Le proprietà nel portafoglio di Eliseev e che secondo Fbk appartengono a Medvedev sono anche molte altre, e ben più ricche.
In effetti, l’antica roccaforte trasformata in villa all’Aiola a vederla da fuori non sembra una reggia. Ma la Toscana sui russi di oggi ha molta più presa della appena riannessa Crimea, e probabilmente di ogni altro luogo.
Efficienza militare
Gli agenti antisommossa hanno impedito che chi era su via Tverskaya si unisse a chi era in piazza Pushkin. Hanno iniziato a caricare la folla dopo un paio d’ore. Poi hanno sgombrato la piazza con estrema efficienza, stringendo i presenti in un imbuto (termine militare, “kettling”) da cui potevano uscire solo entrando nella metropolitana - dove altri agenti regolavano il transito della gente indirizzandolo verso i treni in partenza. Nel tardo pomeriggio, una manovra simile ha disperso i dimostranti dalla parte opposta, nella piazza del Maneggio, di fronte al Cremlino.
La polizia non ha trovato alcuna resistenza. Avete presente i “black bloc”? I manifestanti di Mosca erano l’esatto contrario. Educati e quasi collaborativi. Ma l’efficienza militare dimostrata dai reparti antisommossa è stata comunque magistrale. La riforma che da meno di un anno ha portato i nuclei operativi speciali e altre forze della pubblica sicurezza sotto il controllo diretto del presidente è volta proprio ad ottenere risultati come quelli visti durante le manifestazioni di domenica. Bisogna esser bravi, oltre che tanti, a far sgomberare tutti con tale velocità e precisione, e nel frattempo arrestare e trasportare via 800 persone in meno di due ore.
Gli incubi di Putin
Il fatto è che Vladimir Putin ha una paura maledetta delle dimostrazioni di protesta. L’eventualità di una “rivoluzione colorata” in Russia lo preoccupa parecchio almeno dalla metà del decennio scorso, dopo le “rose” georgiane, i “tulipani” kirghizi e soprattuto dopo la Rivoluzione arancione della fine del 2004 in Ucraina.

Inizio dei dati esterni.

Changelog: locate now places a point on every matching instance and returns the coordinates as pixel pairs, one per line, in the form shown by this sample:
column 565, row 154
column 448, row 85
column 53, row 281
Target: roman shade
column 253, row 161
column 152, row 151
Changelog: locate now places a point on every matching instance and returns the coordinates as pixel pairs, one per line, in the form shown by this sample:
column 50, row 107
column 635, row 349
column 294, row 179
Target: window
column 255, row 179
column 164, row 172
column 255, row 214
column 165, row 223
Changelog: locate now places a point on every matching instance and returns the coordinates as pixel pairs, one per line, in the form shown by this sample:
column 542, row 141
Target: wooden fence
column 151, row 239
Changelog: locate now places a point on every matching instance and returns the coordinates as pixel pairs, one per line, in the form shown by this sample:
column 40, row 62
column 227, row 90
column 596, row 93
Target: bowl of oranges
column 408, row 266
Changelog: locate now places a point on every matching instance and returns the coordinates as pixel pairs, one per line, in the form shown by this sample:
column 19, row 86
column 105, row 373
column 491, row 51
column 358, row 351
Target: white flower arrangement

Convinto che dietro ci fossero direttamente gli Stati Uniti, mentre la Nato si ingrandiva fino alle frontiere della Federazione, il presidente cambiò repentinamente la sua narrativa: niente più discorsi sull’Europa, il liberalismo e la democrazia. Il leitmotif divenne la contrapposizione con l’Occidente.
Nell’inverno tra il 2011 e il 2012, quando le manifestazioni di massa contro i brogli nelle elezioni che lo avevano riportato alla presidenza fecero pensare che dalle strade di Mosca fosse partita un’ inarrestabile “rivoluzione bianca”, la preoccupazione diventò un vero incubo, e Putin da Vladimir il Grande si trasformò in Vladimir il Terribile. Vennero così le leggi, manifestamente anticostituzionali (la costituzione russa contiene norme analoghe all’articolo 17 di quella italiana) che limitano fortemente la libertà di manifestare opinioni in pubblico.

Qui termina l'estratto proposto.